What is a home loan?

A Home loan or a mortgage is an agreement between the borrower and the lender, wherein the borrower purchases a property by keeping the same property as the security for the borrowed amount.

Home loan for debt consolidation

Before discussing about home loan for debt consolidation, you should know what debt consolidation actually means. Debt consolidation is a process by which you can consolidate all your monthly debt payments into a single payment every month. Moreover, the single monthly payment is much lower than the sum total of all your loan payments.

Home loan for debt consolidation can be an attractive idea for those who are suffering from debt related issues. You can take out a home equity loan by pledging your home equity. With the help of a home equity loan, you can combine and replace all your existing loans with a single one. Moreover, the interest rate on a home equity loan is much lower as compared to a personal loan. So, you can pay off your debts as well as save a significant amount of your monthly income.

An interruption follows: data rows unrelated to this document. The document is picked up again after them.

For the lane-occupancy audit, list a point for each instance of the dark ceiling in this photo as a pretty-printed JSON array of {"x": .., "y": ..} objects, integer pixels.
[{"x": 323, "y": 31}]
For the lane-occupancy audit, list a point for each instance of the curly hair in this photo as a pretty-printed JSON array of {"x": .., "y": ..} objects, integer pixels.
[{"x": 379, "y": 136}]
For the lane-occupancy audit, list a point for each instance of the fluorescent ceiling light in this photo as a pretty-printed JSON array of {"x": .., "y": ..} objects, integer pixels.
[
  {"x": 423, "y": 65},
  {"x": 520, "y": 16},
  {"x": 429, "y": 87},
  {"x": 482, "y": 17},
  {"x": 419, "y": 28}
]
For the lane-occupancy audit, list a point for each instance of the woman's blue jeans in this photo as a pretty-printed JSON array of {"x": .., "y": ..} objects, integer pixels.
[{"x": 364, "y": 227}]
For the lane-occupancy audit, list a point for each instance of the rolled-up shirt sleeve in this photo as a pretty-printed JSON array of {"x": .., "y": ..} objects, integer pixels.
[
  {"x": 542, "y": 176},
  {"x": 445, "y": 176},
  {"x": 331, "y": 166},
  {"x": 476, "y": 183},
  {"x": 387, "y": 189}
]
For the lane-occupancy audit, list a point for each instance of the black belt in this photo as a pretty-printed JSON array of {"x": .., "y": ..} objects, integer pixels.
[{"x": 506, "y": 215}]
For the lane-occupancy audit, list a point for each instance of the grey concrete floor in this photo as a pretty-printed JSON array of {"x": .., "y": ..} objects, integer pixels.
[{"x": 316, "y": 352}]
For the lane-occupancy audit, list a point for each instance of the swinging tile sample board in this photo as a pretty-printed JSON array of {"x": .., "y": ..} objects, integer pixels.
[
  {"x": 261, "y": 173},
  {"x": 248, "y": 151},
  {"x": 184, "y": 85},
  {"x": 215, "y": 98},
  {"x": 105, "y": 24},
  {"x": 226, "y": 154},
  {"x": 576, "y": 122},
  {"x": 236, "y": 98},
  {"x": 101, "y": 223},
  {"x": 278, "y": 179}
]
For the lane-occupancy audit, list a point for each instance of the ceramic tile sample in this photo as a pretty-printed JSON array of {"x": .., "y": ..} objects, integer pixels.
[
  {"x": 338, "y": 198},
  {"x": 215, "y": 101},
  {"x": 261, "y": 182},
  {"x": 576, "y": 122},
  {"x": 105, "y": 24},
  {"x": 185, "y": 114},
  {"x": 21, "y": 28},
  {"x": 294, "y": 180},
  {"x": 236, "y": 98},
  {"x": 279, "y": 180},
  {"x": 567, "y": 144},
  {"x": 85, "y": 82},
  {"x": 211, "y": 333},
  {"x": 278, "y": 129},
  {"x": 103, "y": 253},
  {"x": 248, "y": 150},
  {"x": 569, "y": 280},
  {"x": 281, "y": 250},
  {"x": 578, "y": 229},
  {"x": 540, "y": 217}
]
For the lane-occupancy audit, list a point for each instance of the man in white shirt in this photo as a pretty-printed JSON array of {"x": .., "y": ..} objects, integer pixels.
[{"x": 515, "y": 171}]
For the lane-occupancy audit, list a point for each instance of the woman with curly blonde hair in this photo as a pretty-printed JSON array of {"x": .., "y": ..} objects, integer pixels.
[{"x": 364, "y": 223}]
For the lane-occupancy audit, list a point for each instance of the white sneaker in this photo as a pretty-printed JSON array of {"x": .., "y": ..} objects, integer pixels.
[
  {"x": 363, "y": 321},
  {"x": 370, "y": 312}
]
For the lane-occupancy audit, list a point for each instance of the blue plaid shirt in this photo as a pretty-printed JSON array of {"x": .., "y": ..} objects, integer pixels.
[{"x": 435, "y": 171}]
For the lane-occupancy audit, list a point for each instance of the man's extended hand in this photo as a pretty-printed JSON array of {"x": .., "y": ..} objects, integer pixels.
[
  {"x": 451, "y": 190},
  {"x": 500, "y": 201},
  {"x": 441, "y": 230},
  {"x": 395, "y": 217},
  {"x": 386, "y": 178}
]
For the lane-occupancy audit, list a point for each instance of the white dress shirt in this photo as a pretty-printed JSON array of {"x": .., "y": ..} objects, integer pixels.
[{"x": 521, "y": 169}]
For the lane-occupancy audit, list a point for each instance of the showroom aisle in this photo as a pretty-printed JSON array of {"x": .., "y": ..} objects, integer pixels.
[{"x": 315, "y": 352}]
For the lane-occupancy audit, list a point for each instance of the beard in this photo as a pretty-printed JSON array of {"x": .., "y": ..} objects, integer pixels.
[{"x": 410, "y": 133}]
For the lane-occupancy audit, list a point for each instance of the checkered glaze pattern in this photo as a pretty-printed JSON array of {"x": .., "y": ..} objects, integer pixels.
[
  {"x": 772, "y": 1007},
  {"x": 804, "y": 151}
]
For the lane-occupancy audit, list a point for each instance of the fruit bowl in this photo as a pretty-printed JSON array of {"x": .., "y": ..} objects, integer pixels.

However, a home equity debt consolidation loan has certain disadvantages, too. You may lose your home if you are not able to pay back the loan within the stipulated time.

It is relatively easier to qualify for a home equity debt consolidation loan with a bad credit record. However, you need to have sufficient equity in your home to take out a home equity loan. Before taking out the loan, it is advisable that you calculate how much you’ll have to pay for the loan every month. This will help you to assess whether or not you’ll be able to afford the required monthly payments.

Types of debt consolidation loans

There are 2 types of consolidation loans that you can take out from a financial institution. They are – secured debt consolidation loan and unsecured debt consolidation loan.

Secured Debt Consolidation Loan: This means consolidating debt with a loan which is secured against a precious property, having equal or more value. The asset serves as the collateral for the loan.

Unsecured Debt Consolidation Loan: This kind of loan does not need any asset as security. However, the borrower needs to have a good credit record in order to take out an unsecured debt consolidation loan.